In the fast lane without back pain
Who doesn't know this – you sit on the bike for somewhat longer and already your lower back and neck start twinging? Now you can not only eliminate the pain, but also increase your performance at the same time.
This article is brought to you by Medical Running
The longer the bike trip, the greater the chance of back or neck pain. The posture on a bicycle is not ergonomically ideal and often causes tension and pain. The neck muscles become overly strained through kinking the neck to look straight head for long periods of time. And the lower back can’t keep the bent forward posture stable for lengthy periods and also starts to hurt. The solution to your problem lies at the «golden» midpoint of these two problem areas:
The key element is a flexible rib cage. And with good reason: the thoracic spine is built to move. When the thoracic spine is mobile, the lower back and neck can perform their core function: stabilisation!
Mobile in the right place
The basic requirement for a powerful and pain-free back starts with the anatomy. The thoracic spine is predestined to be mobile due to its design. The joints between the individual vertebrae are precisely aligned to enable rotation to the left and right, lateral inclination, and stretching and bending. Unfortunately, we spend way too much time sitting nowadays, thus decreasing the mobility of the thoracic spine. The muscles degenerate and stretching no longer works. Even the rotation suffers. The lower back and neck thus wrongly try to help by taking over the work. Unfortunately, neither are primarily designed to do this as a preventive measure. Once the rib cage becomes stiff, you can't sufficiently stretch your thoracic spine on the bike. However, you still need to look straight ahead: thus, the neck ends up doing more work than necessary to maintain the static posture. This not only causes pain but also chronic tension in the muscles. The solution to this problem: more mobility in the thoracic spine.

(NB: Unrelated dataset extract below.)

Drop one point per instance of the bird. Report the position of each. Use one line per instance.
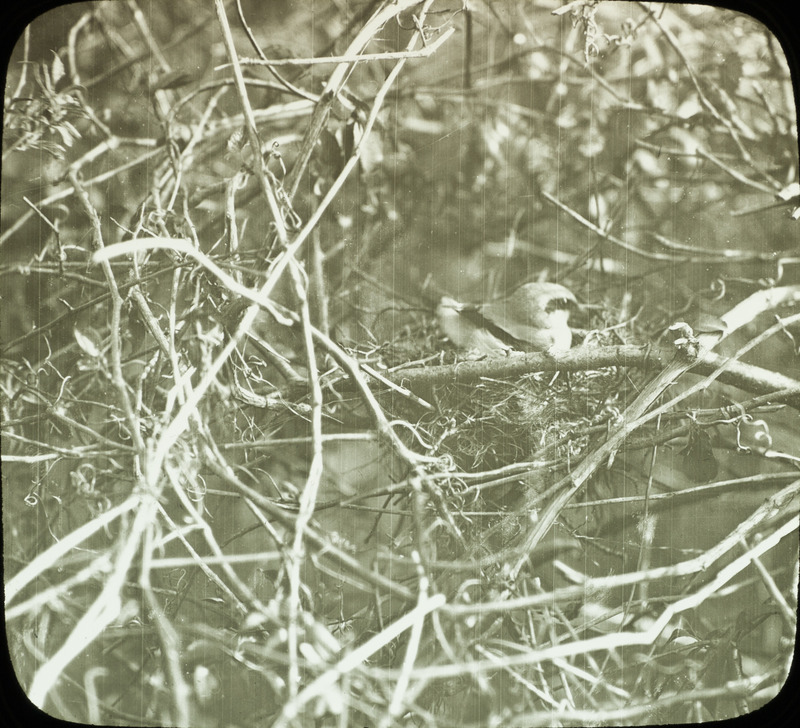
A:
(534, 317)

The more you can stretch and straighten it, the less work for the neck. The same applies to the lower back. If you have a mobile thoracic spine, this will have a positive effect on the lower back. On longer trips, painful tension in the lower back will only appear later, so you can stay longer in the saddle.

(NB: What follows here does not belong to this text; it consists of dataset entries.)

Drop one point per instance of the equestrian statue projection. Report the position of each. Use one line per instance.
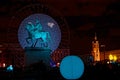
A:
(36, 34)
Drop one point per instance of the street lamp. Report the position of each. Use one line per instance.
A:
(103, 50)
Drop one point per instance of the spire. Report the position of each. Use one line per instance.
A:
(95, 36)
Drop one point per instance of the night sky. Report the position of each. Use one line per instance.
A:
(84, 17)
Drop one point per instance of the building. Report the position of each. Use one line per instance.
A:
(95, 49)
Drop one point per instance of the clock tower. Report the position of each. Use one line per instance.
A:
(95, 49)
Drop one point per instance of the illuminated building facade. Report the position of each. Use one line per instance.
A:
(95, 49)
(59, 54)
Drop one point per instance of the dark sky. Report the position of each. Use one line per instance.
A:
(84, 17)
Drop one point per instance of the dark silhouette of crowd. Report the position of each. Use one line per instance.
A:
(39, 71)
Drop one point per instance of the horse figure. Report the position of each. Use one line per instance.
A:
(35, 33)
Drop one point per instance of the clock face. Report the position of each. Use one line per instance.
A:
(48, 24)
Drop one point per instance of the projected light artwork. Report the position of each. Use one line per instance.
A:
(39, 30)
(72, 67)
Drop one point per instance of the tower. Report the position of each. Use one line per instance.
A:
(95, 49)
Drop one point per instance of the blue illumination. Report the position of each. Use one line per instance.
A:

Breathing improves your performance
The respiratory volume depends directly on the mobility of the thoracic spine and the ribs. If these are restricted, you cannot realise your full potential. With every inhalation and exhalation, the rib cage needs to expand and contract elastically. The more flexible your rib cage, the more air you can take into your lungs. When cycling, this is complicated by the forward leaning upper body position on the saddle. The rounded back impairs your ability to completely fill your lungs, whereby too little oxygen enters your muscles during increased performance. If you can manage to stretch your thoracic spine more, you will also be able to take in more oxygen.